Vouvray demi-sec 2015
SR 27g/L. Nez plus ouvert et plus mûr. Bouche avec plus de gras et de sucre, sans lourdeur aucune. Poire, figue fraîche, miel, texture un peu granuleuse, belle fraîcheur en finale. Très beau vin qui me rappelle un peu le 2009.
Les moelleux
Vins réalisés à partir de raisins passerillés sur pieds, avec pas ou peu de botrytis.
Moelleux 2010
SR 50g/L. Il nous dit avoir fait ce vin un peu par hasard. Il comptait faire un sec avec des jeunes vignes mais le potentiel alcoolique était trop fort. Il a alors fait trier la parcelle et vinifié ce moelleux. Selon lui, le vin est à boire car avec ces jeunes vignes, il manque un peu de profondeur et de texture et ne gagnera plus à être attendu. Une fois qu’il a dit ça, un ne peut qu’acquiescer, mais tout de même, c’est vachement bon ! Figue fraîche, pêche, algue nori, fumée. La finale, acidulée, est superbe. Recommandé sur du fois gras poêlé rhubarbe et fraise.
Moelleux 2015
Nez d’une grande douceur, sur la poire et la mirabelle. Bouche un peu monolithique pour le moment, mais de belle texture ronde.
Les moelleux réserve
Vins réalisés à partir de raisin majoritairement atteints de botrytis.
Moelleux Réserve 2015
11,5°, SR 120g/L. La robe est plus dorée et plus visqueuse. Coing, fumée, poivre, c’est complexe et long, avec des amers incroyablement vibrants en fin de bouche.
Moelleux Réserve 2016
SR 130g/ L. Citron vert, fruit de la passion, énorme acidité, superbe, électrique. Ce sera dur de regarder les bouteilles pendant 20 ans sans y toucher. Une énorme claque !

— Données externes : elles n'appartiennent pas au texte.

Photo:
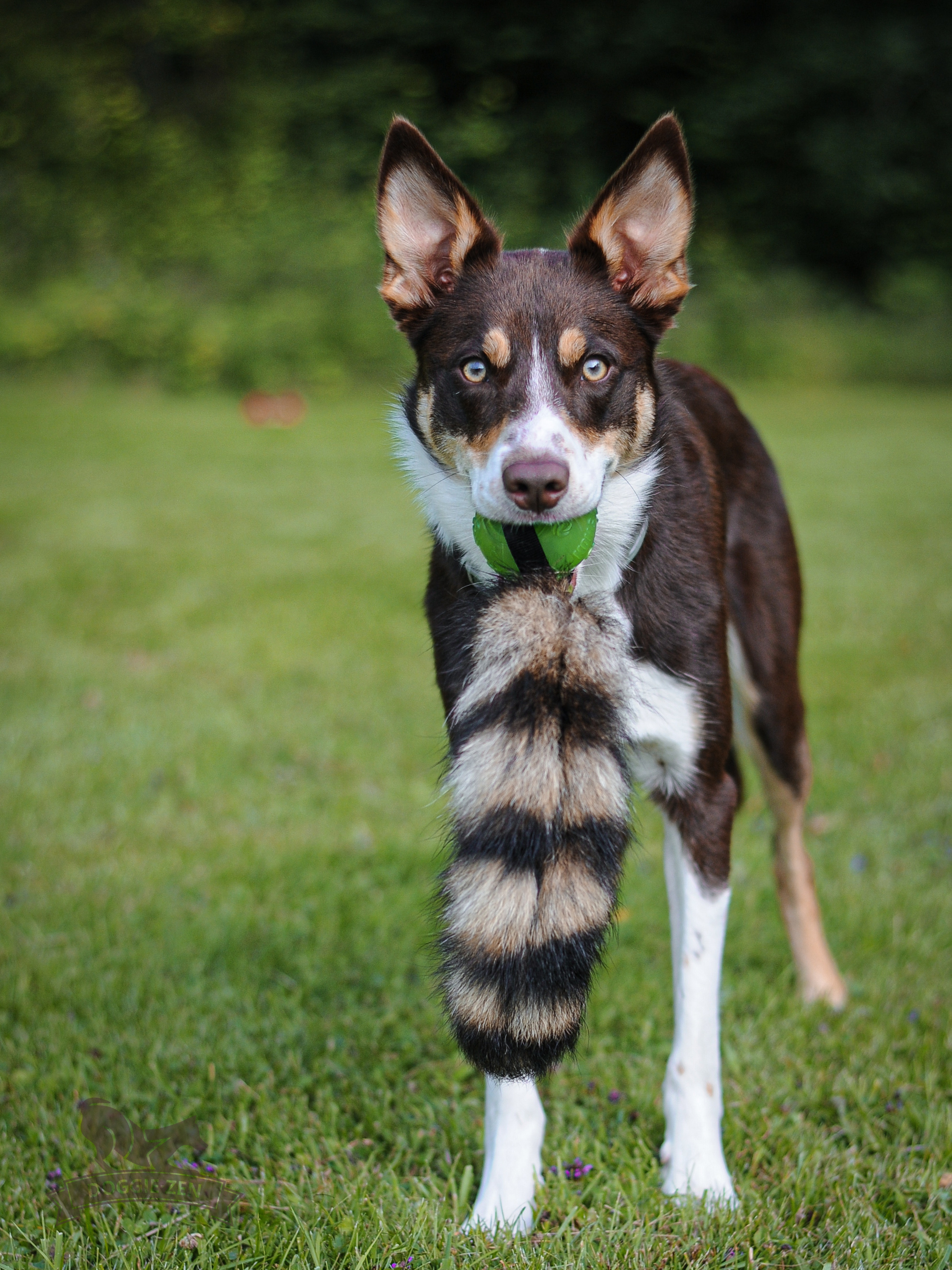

On finit avec un vin à l’aveugle. La couleur est ambrée, les arômes évolués. Fruits rôtis, caramel, poivre, safran. Complexe, longueur proverbiale. Assez incroyable. Philippe Foreau nous explique que c’est une expérience, un vin qu’il n’a jamais commercialisé. C’est le
Moelleux Réserve 1989,
mais élevé en barrique neuve. Effectivement, si l’élevage n’est plus perceptible, le bois neuf a marqué le vin, qui semble bien différent du souvenir que j’ai de ce 1989 bu il y a quelques années.
Après un passage chez François Pinon l’après-midi, mon épouse me dit qu’elle a beaucoup apprécié cette route des vins et qu’elle aimerait que ses parents, qui devaient arriver du Japon 10 jours plus tard, puissent faire cette expérience. Je les ai donc emmenés chez Huet puis, en sortant, nous avons sonné au Clos Naudin : je voulais acheter quelques bouteilles de plus et leur montrer la cave. C’est le salarié, Jean-Charles (j’espère que je me souviens bien du nom), qui nous reçoit et prend très gentiment le temps de nous faire déguster à nouveau les 2016. Puis il regarde au sol et nous dit : « Il y a une Goutte d’Or ouverte, gouttons-la. »
Goutte d’Or 2015
Le vin est d’une densité rare tout en étant léger et frais. Fraise, fumée, caramel, énorme acidité pour supporter le tout, longueur digne d’un Paris-Brest-Paris. Splendide.